Over 40% of consumers aged 18-34 have exercised their data subject access rights, enabling them to find out what personal data companies have about them. But only 15% of consumers aged 55-64, and 6% of consumers aged 75 and older, have done so. More younger consumers have also switched providers over privacy practices and requested changes or deletions to their data. Interestingly, they also feel more confident that they can adequately protect their personal data.

These are among the findings in the Cisco 2023 Consumer Privacy Survey, which draws on anonymous responses from 2,600 adults in 12 countries. 

Government's role in privacy

Consumers want government to take the lead in protecting privacy, and respondents overwhelmingly indicate support of their country's privacy laws.
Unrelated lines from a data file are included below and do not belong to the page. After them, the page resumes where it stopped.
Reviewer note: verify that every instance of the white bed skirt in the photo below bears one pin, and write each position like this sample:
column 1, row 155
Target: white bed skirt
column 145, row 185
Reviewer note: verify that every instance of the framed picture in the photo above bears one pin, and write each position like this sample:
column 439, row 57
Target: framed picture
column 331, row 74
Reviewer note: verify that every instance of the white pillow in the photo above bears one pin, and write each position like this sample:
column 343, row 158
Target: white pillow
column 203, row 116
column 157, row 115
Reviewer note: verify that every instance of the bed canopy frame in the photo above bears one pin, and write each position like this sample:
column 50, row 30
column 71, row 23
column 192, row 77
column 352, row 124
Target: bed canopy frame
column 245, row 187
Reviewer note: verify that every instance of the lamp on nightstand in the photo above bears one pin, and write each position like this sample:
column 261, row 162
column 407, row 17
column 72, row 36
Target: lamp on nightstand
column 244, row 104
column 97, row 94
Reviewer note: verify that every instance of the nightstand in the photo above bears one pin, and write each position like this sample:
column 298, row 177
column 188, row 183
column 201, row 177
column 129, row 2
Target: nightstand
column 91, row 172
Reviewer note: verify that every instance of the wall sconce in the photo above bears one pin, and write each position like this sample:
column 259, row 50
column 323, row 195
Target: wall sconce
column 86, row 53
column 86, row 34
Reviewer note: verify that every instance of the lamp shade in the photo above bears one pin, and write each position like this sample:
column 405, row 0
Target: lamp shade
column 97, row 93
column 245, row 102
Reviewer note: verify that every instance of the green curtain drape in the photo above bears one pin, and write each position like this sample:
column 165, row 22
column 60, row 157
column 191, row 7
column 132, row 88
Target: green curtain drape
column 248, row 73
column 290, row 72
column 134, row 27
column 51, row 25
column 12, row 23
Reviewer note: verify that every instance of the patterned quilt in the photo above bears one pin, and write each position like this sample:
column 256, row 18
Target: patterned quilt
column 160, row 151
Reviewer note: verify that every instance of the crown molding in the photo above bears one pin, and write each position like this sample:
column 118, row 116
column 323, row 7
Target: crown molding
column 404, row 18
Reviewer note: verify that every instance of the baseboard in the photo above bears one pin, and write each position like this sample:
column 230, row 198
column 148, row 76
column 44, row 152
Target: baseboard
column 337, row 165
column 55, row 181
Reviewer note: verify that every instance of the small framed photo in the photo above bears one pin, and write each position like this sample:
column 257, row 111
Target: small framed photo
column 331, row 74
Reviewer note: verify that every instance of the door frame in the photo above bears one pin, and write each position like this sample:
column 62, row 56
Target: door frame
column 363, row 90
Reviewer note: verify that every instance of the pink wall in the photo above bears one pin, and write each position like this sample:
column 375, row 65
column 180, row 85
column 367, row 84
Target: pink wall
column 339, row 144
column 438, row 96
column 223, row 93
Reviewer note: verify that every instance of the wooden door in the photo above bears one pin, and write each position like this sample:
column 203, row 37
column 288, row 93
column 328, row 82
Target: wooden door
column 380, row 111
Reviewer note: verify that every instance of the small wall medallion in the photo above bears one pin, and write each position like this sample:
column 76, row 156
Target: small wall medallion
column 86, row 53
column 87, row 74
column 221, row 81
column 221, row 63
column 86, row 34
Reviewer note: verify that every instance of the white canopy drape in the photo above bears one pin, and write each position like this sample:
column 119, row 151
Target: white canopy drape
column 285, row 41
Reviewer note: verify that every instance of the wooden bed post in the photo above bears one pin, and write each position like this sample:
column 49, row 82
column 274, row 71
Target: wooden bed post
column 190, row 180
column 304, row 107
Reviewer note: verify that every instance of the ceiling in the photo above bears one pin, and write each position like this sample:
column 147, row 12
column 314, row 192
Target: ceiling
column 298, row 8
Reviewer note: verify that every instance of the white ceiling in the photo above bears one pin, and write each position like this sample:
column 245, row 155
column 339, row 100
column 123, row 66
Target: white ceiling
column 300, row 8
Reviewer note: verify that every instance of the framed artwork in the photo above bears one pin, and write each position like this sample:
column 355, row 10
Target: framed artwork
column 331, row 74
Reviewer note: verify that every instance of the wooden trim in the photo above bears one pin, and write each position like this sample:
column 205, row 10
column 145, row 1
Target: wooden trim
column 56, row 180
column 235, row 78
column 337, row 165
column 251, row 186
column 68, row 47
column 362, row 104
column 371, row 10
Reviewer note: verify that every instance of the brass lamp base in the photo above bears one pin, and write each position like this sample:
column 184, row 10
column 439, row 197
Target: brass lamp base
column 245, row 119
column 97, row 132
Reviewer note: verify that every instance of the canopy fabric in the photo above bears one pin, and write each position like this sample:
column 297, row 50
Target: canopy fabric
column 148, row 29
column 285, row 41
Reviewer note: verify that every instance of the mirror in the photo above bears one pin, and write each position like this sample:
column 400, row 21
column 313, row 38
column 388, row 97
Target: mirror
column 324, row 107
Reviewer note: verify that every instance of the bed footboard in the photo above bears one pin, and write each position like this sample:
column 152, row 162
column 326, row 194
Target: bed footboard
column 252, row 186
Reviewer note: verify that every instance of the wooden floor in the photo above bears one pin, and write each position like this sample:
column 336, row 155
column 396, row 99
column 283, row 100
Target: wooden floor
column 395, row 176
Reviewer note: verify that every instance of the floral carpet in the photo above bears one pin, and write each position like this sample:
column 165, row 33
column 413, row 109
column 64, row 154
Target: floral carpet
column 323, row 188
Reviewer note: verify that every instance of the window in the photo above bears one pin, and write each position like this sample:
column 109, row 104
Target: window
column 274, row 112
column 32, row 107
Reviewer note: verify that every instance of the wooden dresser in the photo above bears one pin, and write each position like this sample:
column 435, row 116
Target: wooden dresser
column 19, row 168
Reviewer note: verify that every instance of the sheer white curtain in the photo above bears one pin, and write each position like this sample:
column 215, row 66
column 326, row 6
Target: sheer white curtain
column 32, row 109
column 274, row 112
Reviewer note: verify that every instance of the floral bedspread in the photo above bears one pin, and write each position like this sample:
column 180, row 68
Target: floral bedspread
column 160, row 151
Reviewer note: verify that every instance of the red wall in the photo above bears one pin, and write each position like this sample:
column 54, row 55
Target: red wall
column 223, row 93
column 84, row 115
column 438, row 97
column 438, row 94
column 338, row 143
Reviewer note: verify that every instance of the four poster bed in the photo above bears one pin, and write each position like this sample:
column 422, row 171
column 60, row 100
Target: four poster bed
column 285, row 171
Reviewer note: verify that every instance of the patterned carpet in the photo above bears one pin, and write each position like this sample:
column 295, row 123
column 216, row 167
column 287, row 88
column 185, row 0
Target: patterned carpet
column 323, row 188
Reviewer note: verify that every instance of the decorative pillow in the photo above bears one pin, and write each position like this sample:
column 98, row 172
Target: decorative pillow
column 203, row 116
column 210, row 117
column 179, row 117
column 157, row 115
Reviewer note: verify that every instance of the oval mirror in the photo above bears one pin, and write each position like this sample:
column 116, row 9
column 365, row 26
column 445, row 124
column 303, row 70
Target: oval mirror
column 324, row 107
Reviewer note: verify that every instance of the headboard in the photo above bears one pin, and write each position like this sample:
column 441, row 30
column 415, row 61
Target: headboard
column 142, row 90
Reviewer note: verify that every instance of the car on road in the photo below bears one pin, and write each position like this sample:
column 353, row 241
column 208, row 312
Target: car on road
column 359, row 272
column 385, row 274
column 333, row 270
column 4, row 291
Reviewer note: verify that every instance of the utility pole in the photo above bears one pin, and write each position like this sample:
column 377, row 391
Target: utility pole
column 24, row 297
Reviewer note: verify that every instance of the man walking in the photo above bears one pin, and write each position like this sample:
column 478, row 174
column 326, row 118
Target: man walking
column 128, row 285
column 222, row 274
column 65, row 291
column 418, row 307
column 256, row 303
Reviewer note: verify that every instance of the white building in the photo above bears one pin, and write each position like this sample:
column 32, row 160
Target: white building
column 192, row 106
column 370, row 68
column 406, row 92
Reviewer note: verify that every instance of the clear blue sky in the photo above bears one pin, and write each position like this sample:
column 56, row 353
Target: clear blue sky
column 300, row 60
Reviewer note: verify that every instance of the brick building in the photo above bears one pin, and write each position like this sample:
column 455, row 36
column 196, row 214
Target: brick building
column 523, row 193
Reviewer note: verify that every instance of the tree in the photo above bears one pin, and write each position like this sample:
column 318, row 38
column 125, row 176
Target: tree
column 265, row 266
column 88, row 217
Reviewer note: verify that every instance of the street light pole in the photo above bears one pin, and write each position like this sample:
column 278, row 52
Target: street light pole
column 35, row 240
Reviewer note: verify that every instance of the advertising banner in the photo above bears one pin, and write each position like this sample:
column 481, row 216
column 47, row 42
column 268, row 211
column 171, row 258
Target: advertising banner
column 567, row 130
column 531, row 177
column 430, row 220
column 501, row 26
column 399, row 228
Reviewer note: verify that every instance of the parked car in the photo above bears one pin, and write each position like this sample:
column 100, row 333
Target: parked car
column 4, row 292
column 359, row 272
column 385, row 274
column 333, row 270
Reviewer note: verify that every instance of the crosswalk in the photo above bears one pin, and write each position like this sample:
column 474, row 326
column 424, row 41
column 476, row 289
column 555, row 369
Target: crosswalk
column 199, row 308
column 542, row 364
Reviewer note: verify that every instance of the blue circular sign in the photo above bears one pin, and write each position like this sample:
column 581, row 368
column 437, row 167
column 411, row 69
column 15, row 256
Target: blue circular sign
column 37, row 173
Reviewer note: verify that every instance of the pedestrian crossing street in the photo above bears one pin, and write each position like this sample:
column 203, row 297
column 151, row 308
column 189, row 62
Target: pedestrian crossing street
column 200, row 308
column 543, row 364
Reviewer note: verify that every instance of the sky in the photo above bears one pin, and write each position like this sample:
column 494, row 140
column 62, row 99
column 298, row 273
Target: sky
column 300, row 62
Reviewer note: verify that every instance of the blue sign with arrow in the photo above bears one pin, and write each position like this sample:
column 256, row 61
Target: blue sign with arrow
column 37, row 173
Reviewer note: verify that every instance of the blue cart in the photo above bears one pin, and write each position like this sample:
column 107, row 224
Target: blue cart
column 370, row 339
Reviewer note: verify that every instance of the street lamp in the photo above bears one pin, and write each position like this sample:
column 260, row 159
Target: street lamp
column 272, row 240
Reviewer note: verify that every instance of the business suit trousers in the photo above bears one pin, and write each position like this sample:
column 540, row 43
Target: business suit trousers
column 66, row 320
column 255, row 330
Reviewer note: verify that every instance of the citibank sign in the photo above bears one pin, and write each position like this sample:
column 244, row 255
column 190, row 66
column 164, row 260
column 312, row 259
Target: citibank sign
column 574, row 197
Sixty-six percent of survey respondents said privacy laws have had a positive impact, compared with only 4% who said they’ve had a negative impact.

Privacy law awareness

Awareness of privacy law is a critical enabler of consumer confidence. Among consumers who are not aware of their country's privacy laws, 40% felt confident they could protect their personal data. Among consumers who are aware of the privacy laws, it's 74%, a significant difference.

AI value, risk

Consumers see value in artificial intelligence and over half said they are willing to share their anonymized data to make AI products better. At the same time, they are concerned about how AI is being used today and 60% indicated they have already lost trust in organizations over their AI use.

A relatively small segment — 12% — of consumers are using generative AI tools regularly. These consumers are generally aware of the privacy risk, that is, that the data could be shared, but only 50% say they are refraining from entering personal or confidential information into generative AI.

Recommendations for organizations

  • Educate consumers about privacy laws and their rights. Individuals who know about these protections are more likely to trust organizations with their personal data and have confidence their data is protected.
  • Adopt measures for responsible data use. Consumers are very concerned about organizations' use of their personal data in AI. Organizations need to build and maintain consumer confidence by implementing a governance framework centered on respecting the individuals’ privacy, increasing transparency on how data is used, and working to eliminate bias in automated decision-making.
  • Enact appropriate controls on the use of generative AI. Regular generative AI users are aware of the risks that the data they enter could be shared, but only half are refraining from entering personal or confidential information. Organizations need to establish controls to help protect this information.

Consumers are demonstrating that they are willing to act to protect their data, and privacy remains a critical element of their confidence and trust. Especially as the technology unlocks new capabilities, it is incumbent on governments, organizations and individuals to each take action to protect our personal data.